Dreams of the Presidents: From George Washington to George W. Bush by Charles Barasch was recently reviewed in Seven Days newspaper in an article entitled “Dreamers-in-Chief: A Plainfield poet imagines the night lives of our leaders.”
Mike Ives writes:
One day about 12 years ago, Plainfield poet Charles Barasch had a vision: It was “Bobo Brazil,” the first African-American professional wrestling champion, pinning former President Richard Nixon to a mat. And there, staring incredulously from an imagined grandstand, was Nixon’s wife Pat.
Barasch, a speech pathologist, town moderator and baseball umpire who inks crossword puzzles for The New York Times, picked up his pen and set to work on a Nixon-inspired poem, rendering it in the protagonist’s own voice. He then wrote similar verses about Presidents Buchanan, Jefferson, Pierce and Wilson. On and on Barasch went for the next 10 years, creating presidential portraits following the twists and turns of his creative process and the literary footsteps of famous poets Robert Bly and William Carlos Williams.
By 2006, Barasch had written dream sequences in the voices of all 43 U.S. presidents, including one in which an airborne George W. Bush declares, “I realize I don’t know how to fly.” After a few unsuccessful queries to literary agents, Barasch sent his manuscript to Berkeley, California-based North Atlantic Books, and the independent publisher agreed to put out Dreams of the Presidents in September 2008.
A slender volume that traverses 232 years of history in a mere 104 pages, Dreams is at once breezy and politically astute. Fifty-eight-year-old Barasch doesn’t take his presidents too seriously — Martin Van Buren muses for a full stanza on the pleasures of his new White House bathtub, for example, and Andrew Johnson converses with characters from Lewis Carroll’s trippy 1865 novel Alice in Wonderland. At the same time, however, the soft-spoken poet uses crystal-clear objective correlatives — T. S. Eliot’s term for hard facts in poetry — to indict presidents for human rights violations and moral missteps.

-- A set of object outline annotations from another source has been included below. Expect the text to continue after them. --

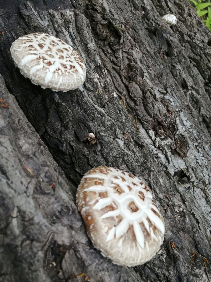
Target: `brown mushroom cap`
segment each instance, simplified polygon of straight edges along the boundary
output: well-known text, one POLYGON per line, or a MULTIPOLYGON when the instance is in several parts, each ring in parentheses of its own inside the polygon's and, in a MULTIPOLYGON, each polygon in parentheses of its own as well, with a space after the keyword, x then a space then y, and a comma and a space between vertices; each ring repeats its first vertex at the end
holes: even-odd
POLYGON ((159 250, 163 220, 151 190, 137 177, 113 168, 96 168, 83 177, 77 197, 88 235, 114 263, 143 264, 159 250))
POLYGON ((54 91, 75 89, 84 82, 86 68, 73 48, 55 36, 36 32, 19 37, 11 56, 25 77, 54 91))

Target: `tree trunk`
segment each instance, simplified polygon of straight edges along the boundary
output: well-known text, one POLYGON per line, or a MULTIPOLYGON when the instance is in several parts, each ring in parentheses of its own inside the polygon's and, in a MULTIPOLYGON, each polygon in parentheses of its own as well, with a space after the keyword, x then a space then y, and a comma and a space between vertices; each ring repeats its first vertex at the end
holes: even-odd
POLYGON ((210 281, 211 33, 193 8, 0 0, 0 281, 80 281, 84 273, 97 282, 210 281), (175 26, 163 21, 168 13, 175 26), (82 90, 44 90, 15 67, 12 43, 38 32, 78 50, 82 90), (84 142, 88 132, 97 143, 84 142), (75 194, 100 165, 152 190, 166 231, 144 265, 114 265, 86 234, 75 194))

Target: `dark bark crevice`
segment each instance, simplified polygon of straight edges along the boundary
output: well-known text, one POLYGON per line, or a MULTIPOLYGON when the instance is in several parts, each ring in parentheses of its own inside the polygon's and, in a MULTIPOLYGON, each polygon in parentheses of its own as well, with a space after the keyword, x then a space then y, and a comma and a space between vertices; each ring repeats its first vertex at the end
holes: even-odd
POLYGON ((1 78, 10 107, 0 109, 3 281, 77 281, 85 272, 92 281, 207 281, 211 34, 193 7, 180 0, 7 2, 0 0, 0 73, 14 96, 1 78), (175 26, 162 21, 169 12, 175 26), (82 90, 44 90, 15 67, 12 43, 38 31, 78 49, 87 68, 82 90), (97 143, 84 142, 88 132, 97 143), (75 197, 82 176, 100 165, 143 179, 162 213, 164 243, 144 265, 113 265, 86 235, 75 197))

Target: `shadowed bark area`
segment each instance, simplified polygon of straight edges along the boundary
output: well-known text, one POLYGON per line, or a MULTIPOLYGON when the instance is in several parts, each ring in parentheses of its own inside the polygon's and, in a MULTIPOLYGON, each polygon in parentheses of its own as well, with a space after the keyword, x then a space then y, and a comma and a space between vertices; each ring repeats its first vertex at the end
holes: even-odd
POLYGON ((0 280, 82 281, 84 272, 98 282, 209 281, 211 33, 188 1, 0 0, 0 98, 9 107, 0 107, 0 280), (176 26, 163 21, 168 13, 176 26), (82 90, 43 89, 15 67, 12 43, 37 32, 78 50, 82 90), (84 142, 88 132, 97 143, 84 142), (143 265, 114 265, 86 235, 75 194, 100 165, 152 190, 166 231, 143 265))

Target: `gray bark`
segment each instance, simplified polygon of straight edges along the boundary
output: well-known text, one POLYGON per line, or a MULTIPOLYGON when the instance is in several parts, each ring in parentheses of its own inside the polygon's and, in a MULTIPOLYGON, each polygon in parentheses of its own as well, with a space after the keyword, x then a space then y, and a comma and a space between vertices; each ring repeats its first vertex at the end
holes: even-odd
POLYGON ((0 98, 9 107, 0 107, 0 281, 82 281, 84 272, 98 282, 209 281, 211 33, 193 7, 0 0, 0 98), (175 26, 162 21, 170 13, 175 26), (78 50, 82 90, 44 90, 15 68, 11 44, 38 31, 78 50), (97 143, 84 142, 88 132, 97 143), (114 265, 86 235, 75 194, 100 165, 129 171, 152 191, 166 232, 143 265, 114 265))

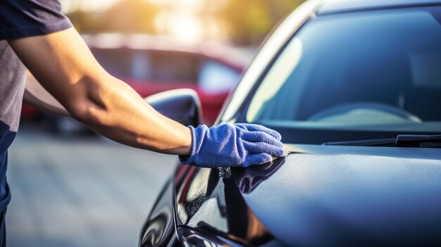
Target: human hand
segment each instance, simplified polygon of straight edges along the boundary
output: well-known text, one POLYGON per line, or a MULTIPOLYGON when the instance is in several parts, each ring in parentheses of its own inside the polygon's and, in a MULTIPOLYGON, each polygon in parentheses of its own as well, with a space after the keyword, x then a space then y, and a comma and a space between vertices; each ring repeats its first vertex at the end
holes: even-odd
POLYGON ((260 165, 285 156, 277 132, 252 124, 223 124, 192 129, 192 153, 180 156, 185 165, 205 167, 260 165))

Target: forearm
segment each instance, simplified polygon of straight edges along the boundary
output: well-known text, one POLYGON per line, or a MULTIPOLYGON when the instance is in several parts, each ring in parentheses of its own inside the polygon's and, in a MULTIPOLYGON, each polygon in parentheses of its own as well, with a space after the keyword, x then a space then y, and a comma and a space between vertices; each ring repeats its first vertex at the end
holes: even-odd
POLYGON ((30 74, 27 75, 23 101, 40 110, 69 116, 69 113, 30 74))
MULTIPOLYGON (((170 154, 189 154, 191 130, 156 112, 130 87, 110 75, 106 87, 89 94, 73 115, 97 132, 120 143, 170 154)), ((87 84, 85 79, 82 83, 87 84)), ((76 110, 76 111, 75 111, 76 110)))
POLYGON ((97 132, 137 148, 190 153, 190 129, 157 113, 107 73, 74 29, 8 42, 42 86, 97 132))

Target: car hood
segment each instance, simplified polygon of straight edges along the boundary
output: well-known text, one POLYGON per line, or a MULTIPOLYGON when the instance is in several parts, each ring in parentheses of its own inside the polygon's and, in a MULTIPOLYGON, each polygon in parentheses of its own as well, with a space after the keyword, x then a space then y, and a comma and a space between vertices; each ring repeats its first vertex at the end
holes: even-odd
POLYGON ((286 158, 232 169, 244 201, 290 246, 440 243, 441 151, 286 145, 286 158))

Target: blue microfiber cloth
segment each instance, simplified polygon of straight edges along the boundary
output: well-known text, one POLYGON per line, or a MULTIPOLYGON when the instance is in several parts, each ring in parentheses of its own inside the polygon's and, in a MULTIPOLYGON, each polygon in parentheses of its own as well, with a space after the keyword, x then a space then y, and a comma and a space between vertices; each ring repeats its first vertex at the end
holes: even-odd
POLYGON ((260 165, 285 156, 277 132, 252 124, 223 124, 192 129, 192 153, 180 156, 182 164, 204 167, 260 165))

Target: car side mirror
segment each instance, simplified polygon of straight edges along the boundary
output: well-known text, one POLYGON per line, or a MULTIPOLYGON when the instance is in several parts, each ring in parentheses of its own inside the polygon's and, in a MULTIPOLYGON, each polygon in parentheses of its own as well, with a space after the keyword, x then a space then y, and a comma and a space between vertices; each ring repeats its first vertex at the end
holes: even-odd
POLYGON ((161 114, 185 126, 201 124, 201 101, 194 90, 180 89, 165 91, 144 99, 161 114))

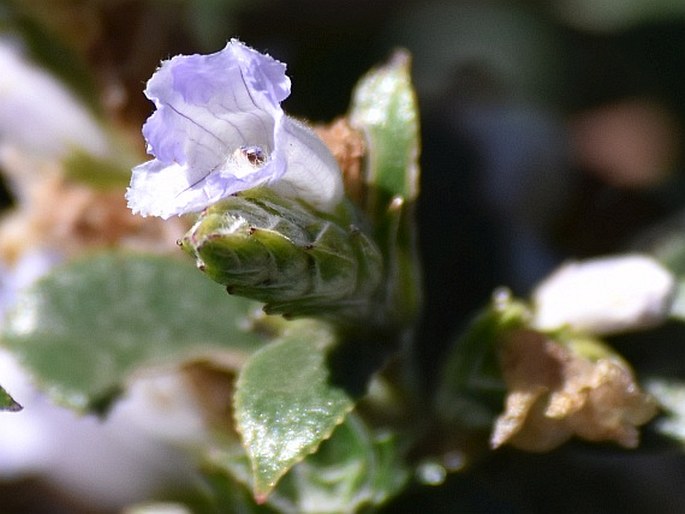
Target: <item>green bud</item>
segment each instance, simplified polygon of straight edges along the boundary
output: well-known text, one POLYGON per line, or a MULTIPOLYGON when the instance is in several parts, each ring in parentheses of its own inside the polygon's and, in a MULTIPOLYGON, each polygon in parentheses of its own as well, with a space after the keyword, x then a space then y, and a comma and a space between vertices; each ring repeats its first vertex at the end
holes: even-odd
POLYGON ((253 189, 204 211, 181 241, 229 293, 288 316, 368 315, 382 256, 349 214, 331 216, 253 189))

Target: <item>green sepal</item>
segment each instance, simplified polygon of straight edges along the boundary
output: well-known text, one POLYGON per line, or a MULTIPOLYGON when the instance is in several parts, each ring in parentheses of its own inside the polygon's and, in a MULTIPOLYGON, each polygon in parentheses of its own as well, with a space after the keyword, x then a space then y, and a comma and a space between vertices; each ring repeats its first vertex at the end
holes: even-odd
POLYGON ((435 412, 442 422, 490 428, 506 392, 497 343, 530 323, 530 311, 509 292, 498 291, 451 347, 440 373, 435 412))
POLYGON ((374 240, 385 259, 382 304, 388 325, 411 326, 420 310, 415 201, 419 192, 419 114, 411 59, 397 51, 357 84, 349 119, 366 139, 365 198, 374 240))
POLYGON ((211 279, 288 317, 365 319, 382 257, 351 212, 320 213, 268 189, 210 207, 181 240, 211 279))
POLYGON ((266 343, 247 323, 254 309, 182 259, 102 253, 22 291, 2 339, 55 400, 103 413, 141 367, 245 361, 266 343))

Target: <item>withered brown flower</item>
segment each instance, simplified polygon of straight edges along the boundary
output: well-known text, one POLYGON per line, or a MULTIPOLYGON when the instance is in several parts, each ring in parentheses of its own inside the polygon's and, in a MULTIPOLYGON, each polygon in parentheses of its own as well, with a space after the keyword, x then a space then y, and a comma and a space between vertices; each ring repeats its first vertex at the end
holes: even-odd
POLYGON ((637 446, 637 427, 656 414, 656 402, 623 360, 599 342, 586 343, 596 345, 590 357, 533 330, 507 336, 500 362, 509 392, 490 439, 493 448, 511 444, 542 452, 574 435, 637 446))

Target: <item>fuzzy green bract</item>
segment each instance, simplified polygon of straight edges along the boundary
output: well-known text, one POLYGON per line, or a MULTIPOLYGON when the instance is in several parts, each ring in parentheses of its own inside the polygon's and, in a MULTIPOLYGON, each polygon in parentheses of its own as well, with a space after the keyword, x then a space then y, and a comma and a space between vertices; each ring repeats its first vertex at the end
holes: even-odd
POLYGON ((379 250, 351 216, 325 216, 268 189, 211 207, 181 245, 230 293, 289 317, 364 318, 383 276, 379 250))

Most of Barasch’s “dream” poems feature a string of off-beat images loosely grounded in progressive-leaning historical narratives — imagine fantastical filmmaker Federico Fellini consulting with historian Howard Zinn. Why write about dreams? Friend and fellow Vermont poet Judy Chalmer suggests they allow Barasch to pull quirky facts from his encyclopedic brain without fussing over chronological order or reportorial accuracy. “He doesn’t have to worry about fictionalizing history,” she notes. “It’s all transparently fanciful…”
The stuff of dreams—hopes, fears, and longings—represents universal subjects to which everyone can relate. Dreams take on a new cultural currency in this collection of dream-poems, one for each American president. Exploring power, as well as its limits and possibilities, linguistics instructor Charles Barasch plays no favorites, making light of the sense of entitlement and self-importance that afflicts too many politicians. Fun to read, humorous, and laced with events of historical interest, each poem gives a dose of insight into the president’s life and his relationships with others, including his family, allies, and rivals. Where contemporary people or important references to American history—such as slavery and the Indian wars—occur, notes explain and contextualize them within the poem’s meaning. Published during an election year, this book offers a well-timed look at politicians, some much-needed laughs at leaders who take themselves too seriously, and a fun platform from which readers can start to explore the lives of those who, for better or worse, have led America.
Charles Barasch’s poems have been published in many literary and general-interest magazines, as well as in the anthology Baseball, I Gave You All the Best Years of My Life. He has created crossword puzzles for the New York Times, the Washington Post, and other major publications. A linguistics instructor at the University of Vermont and a speech pathologist working with children, he lives in Plainfield, VT.
Dreams of the Presidents will go on sale September 9, 2008.